Razu, who I’d paid to guide me on the Everest trek, is not a Sherpa. He’s Newari, a Hindu from the flats around Kathmandu, but I was assured he has loads of experience. At first I was a bit alarmed to see that his outdoor gear consisted of a faded Chinese knockoff windbreaker, treadbare Reeboks, also of dubious authenticity, and some woefully thin polyester pants.

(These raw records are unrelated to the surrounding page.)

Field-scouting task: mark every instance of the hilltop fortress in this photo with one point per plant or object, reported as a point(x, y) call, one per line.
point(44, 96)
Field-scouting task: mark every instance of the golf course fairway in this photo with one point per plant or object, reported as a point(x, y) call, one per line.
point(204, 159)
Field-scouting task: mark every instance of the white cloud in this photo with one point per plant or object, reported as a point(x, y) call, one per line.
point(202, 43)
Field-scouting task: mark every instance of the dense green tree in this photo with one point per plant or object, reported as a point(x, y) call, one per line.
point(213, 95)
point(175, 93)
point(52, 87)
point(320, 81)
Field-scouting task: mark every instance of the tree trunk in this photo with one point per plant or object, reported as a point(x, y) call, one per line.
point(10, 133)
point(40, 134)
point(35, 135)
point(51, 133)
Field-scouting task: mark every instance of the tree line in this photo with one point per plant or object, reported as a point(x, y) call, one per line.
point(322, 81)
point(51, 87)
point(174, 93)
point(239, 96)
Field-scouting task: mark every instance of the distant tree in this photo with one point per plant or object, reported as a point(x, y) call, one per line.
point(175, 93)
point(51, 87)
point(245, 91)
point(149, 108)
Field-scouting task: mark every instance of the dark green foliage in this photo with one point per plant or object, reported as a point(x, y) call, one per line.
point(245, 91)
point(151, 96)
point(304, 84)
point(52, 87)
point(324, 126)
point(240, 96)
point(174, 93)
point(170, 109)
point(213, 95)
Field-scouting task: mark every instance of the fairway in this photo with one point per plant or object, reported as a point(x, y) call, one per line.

Then I watched him smoke nearly a pack of Nepalese cigarettes a day (”Mountain diet,” he said in his limited English), and invariably I found him in the kitchen of each lodge after dinner where he sipped Chhang, the vicious homebrew millet wine that one of my hiking companions deemed “solvent abuse.” But then Razu regularly stayed ahead of me each day while I was making way on the trail for the smallest Sherpa boys carrying home appliances and construction supplies on their backs while wearing only flip-flops, so what did I know with all my Gore-Tex and Vibram.

But in the eight days it took us to hike to Gorak Shep, just a stones throw from Everst Base Camp, it was becoming less clear who was in charge of whom. I had helped Razu patch the Reeboks, taped his sunglasses (twice), shared my carefully metered supply of sunscreen, doled out my scarce Ibuprofin, and even given him the meds that the travel clinic perscribed for altitude sickness.

Razu takes a smoke break near the prayer wheels This confession of a headache from the top of Kala Patthar (5550m) was a milestone. Razu had been looking a little green the past couple of mornings and I’d had my eye on him, but he hadn’t been willing to admit that the altitude was getting to him, especially while I put away three platefuls of Daal Bhat and slept nine hours a night. (Most people experience loss of apettite and sleep disruption above about 12,000 feet. Whatever.) So I was actually proud that he had broken his stoic facade and admitted that the altitude was getting to him.

“Razu, thanks for telling me,” I said. The two European hikers that had been up on top among the tangle of prayer flags when we arrived had scambled down. It was an extraordinary still, clear afternoon, and I didn’t want to go down yet. “I’ll start down in about 15 minutes,” I told him.

Then it was quiet. The prayer flags stirred a little as I let my gaze sweep left to right: the multicolored sprawl of the tents at basecamp, the clear ridge of Everest protruding over Nuptse and then to the right, Lhotse and on down to Ama Dablam crystal clear in the calm, cold air. In that moment I felt with perfect clarity exactly where I was. I realized that in the cramped accommodations and along the trail, I hadn’t had a moments solitude in weeks, and suddenly I was alone, on top of the world, looking across the Kumbu Glacier at Mt. Everest, the highest point on Earth.